When will the higher UI contribution rate apply?
The employer must pay the higher unemployment insurance contribution rate for all flexible employment relationships. This applies where:
- there is a fixed-term employment contract;
- the employer does not hold a copy of the open-ended employment contract that both parties signed;
- the pay slip does not state whether it is an open-ended employment contract or an on-call contract, or whether this has been agreed upon in writing;
- there is a temporary employment contract;
- there is notional employment;
- there is an on-call contract.
What is considered an on-call contract?
The parties are bound by an on-call contract if the amount of the work is not set out as a number of hours per unit of time (either less than a month or up to a year where the salary is spread equally across the year). An on-call contract is also formed if employees are not entitled to their salary, established in terms of hours, if they do not perform the agreed-upon work.
Review of lower UI contribution
The employer must evaluate whether paying the lower UI contribution was appropriate in a number of cases. This means that the employer might have to pay the higher UI contribution retroactively. When does this happen?
- When a written, open-ended employment contract comes to an end less than two months after it starts.
- If the salaried hours exceed the contractual hours by more than 30% in the payroll tax form for the calendar year in question.
Examples
The following examples clarify the potential savings for the employer:
- The employee earns EUR 2,500 gross per month, based on a written, open-ended employment contract that is not an on-call contract. The employer may use the lower UI contribution and pay EUR 73.50 per month instead of EUR 198.50.
- The employee has been employed since November 1, 2019 under a written, open-ended employment contract that is not an on-call contract, earning EUR 1,850 gross per month. The employer pays the lower UI contribution of EUR 54.39 per month. The employer dismisses the employee during the probationary period on November 30, 2019. The employer must now pay the higher UI contribution of EUR 146.89, with retroactive effect, from November 1, 2019.
- The employee starts work for a fixed term on January 1, 2020 and earns EUR 3,250 per month. The contract is converted to an open-ended one on July 1, 2020. The higher UI contribution of EUR 258.05 applies up to July 1, 2020. After this time, the lower UI contribution of EUR 95.55 applies, which represents a savings for the employer of EUR 162.50 per month.

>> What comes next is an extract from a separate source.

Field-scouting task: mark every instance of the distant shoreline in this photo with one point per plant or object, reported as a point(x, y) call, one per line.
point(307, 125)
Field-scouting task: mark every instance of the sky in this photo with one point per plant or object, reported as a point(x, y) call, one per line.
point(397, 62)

Increasing the administrative burden
Employers will therefore be able to take advantage of considerable savings starting January 1, 2020, by opting for open-ended employment contracts with employees. First, however, they must take certain steps. Not only will employers need to adjust employee pay slips, but also must maintain copies of their open-ended employment contracts. If necessary, employers may have to end new employment contracts with their employees who are already employed under open-ended contracts and reissue new ones.
Written employment contract
In many instances, employers will not be able to meet this particular requirement. This will be the case, for example, if the employer’s policy is to unilaterally confirm in writing that it is going to extend the employment contract indefinitely or tacitly.
Preparing a new employment contract takes time. Employees may also be wary of signing a new employment contract, which makes it difficult for the employer—particularly if it is a large company—to get back a signed copy. Employers should consider preparing a document for the employee’s signature that confirms the existence of an open-ended employment contract. This document can be presented to employees during their next employee evaluation.
Restrictive clauses
If the employee has signed an agreement containing a non-compete clause or a non-solicitation clause and/or a non-recruitment clause, employers should consider reconfirming these agreements at this time.